Members of the media and certain social media may be less innocent in the matter. Lorenzo was a category 5 hurricane several thousand kilometres and about 7 Days prior to eventual arrival in Ireland. The storm was never going to be that strong anywhere near Ireland. Yet, much reporting implied that it was still a category 5 hurricane. Arguably responsible reporting should have concentrated upon the actual state of the system upon arrival on Irish shores (a strong post-tropical system) rather than what it had been in, meteorologically speaking, a former lifetime.

What Lorenzo actually looked like at landfall in Donegal according to the Met Office analysis: i) confirms the typical post-tropical system structure and ii) the ECMWF model forecast from two days or so prior.
Met Office analysis chart for 00Z on Friday 4th Oct


Could Ireland be hit by an actual hurricane?

There have been some suggestions reported that Ireland could be hit by a hurricane in the near future. Not putting too fine a point on this: those suggestions are utterly false. Hurricanes are warm cored systems that require the sustained availability of ocean waters over 26 degrees to maintain their structure. Present day climatological sea surface temperatures of the surface Ocean (not coastal waters) in the proximity of Ireland are about 16 degrees:
Climatological SSTs for September from NOAA. Hurricanes can only be maintained over regions above 26 degrees (the oranges) which are very far from Ireland.

The 26 degree isotherm is several thousand kilometres to the SW of Ireland. Tropical systems can only transect for a very limited time over ocean surface temperatures below 26 degrees without losing their tropical characteristics:

Model output from the GFS model showing the transition from a warm cored hurricane to an extra-tropical system for Lorenzo. Colours denote temperatures, white lines denote isobars. Note how the system takes on very different structure and how pressure field broadens (weaker peak winds). Source: Simon Lee (@simonleewx)

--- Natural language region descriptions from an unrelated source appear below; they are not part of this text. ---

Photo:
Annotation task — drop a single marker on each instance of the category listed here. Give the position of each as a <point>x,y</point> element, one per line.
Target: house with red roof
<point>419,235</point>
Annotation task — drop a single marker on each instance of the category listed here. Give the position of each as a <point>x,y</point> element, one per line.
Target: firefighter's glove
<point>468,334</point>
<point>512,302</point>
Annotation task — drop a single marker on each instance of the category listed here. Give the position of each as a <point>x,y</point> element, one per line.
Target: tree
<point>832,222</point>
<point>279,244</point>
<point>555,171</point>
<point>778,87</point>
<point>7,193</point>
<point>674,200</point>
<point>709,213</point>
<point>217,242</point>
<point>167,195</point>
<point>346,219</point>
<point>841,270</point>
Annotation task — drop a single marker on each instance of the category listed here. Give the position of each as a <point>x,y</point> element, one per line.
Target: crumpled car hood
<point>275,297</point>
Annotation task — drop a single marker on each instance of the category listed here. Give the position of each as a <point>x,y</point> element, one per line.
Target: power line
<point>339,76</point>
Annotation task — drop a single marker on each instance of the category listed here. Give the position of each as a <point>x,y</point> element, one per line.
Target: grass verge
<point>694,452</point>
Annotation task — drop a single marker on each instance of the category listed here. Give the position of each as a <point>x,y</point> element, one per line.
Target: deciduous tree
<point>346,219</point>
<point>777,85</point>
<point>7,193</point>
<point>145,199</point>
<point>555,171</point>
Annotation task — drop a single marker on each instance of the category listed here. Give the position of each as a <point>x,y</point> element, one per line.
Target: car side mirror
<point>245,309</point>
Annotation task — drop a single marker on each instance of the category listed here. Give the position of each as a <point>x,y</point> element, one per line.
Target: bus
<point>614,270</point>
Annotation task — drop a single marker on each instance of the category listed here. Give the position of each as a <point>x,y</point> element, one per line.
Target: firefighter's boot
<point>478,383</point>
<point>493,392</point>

That is before getting into finer points such as the effects of vertical shear that can rip apart a tropical system. The hurricane season in the North Atlantic is driven by the availability of a low shear environment which is a seasonally occurring phenomenon. Shear in the midlatitudes would tend to tear apart storms even if, somehow, the ocean surface temperature warmed sufficiently.

For a hurricane to hit Ireland would require late summer season sea surface temperatures to be sustained all the way from the tropics to Ireland at or above 26C, along with a sufficiently low shear environment along the path. That would require warming of the North Atlantic basin of the order 10 degrees. Because oceans warm slower than land this would equate to a global mean surface temperature warming of even more - likely somewhere north of 15 degrees. That is a warming not seen in even the most sensitive climate models under the most pessimistic emissions scenarios by 2100.

So, no, Ireland is not about to get hit by a hurricane. It is extremely unlikely to occur within the lifetime of anyone reading this blog irrespective of our collective choices as global society.

There are more than sufficient reasons for concern and subsequent undertaking of meaningful actions to address the significant challenges of climate change. This is not one of them.

But what about Ophelia?

Ophelia was also extra-tropical (an ex-hurricane) when it hit. Despite having hurricane force winds it was not a hurricane when it hit County Cork. It was, however, a very special case, transitioning much closer to Ireland than any known system. This was a very particular dynamical set-up whereby the hurricane interacted with a strong polar jet streak which maintained an outflow aloft and allowed it to retain warm-core tropical characteristics over colder than usual ocean surface temperatures. Even that  somewhat unique circumstance was insufficient to maintain tropical storm structure all the way to Ireland.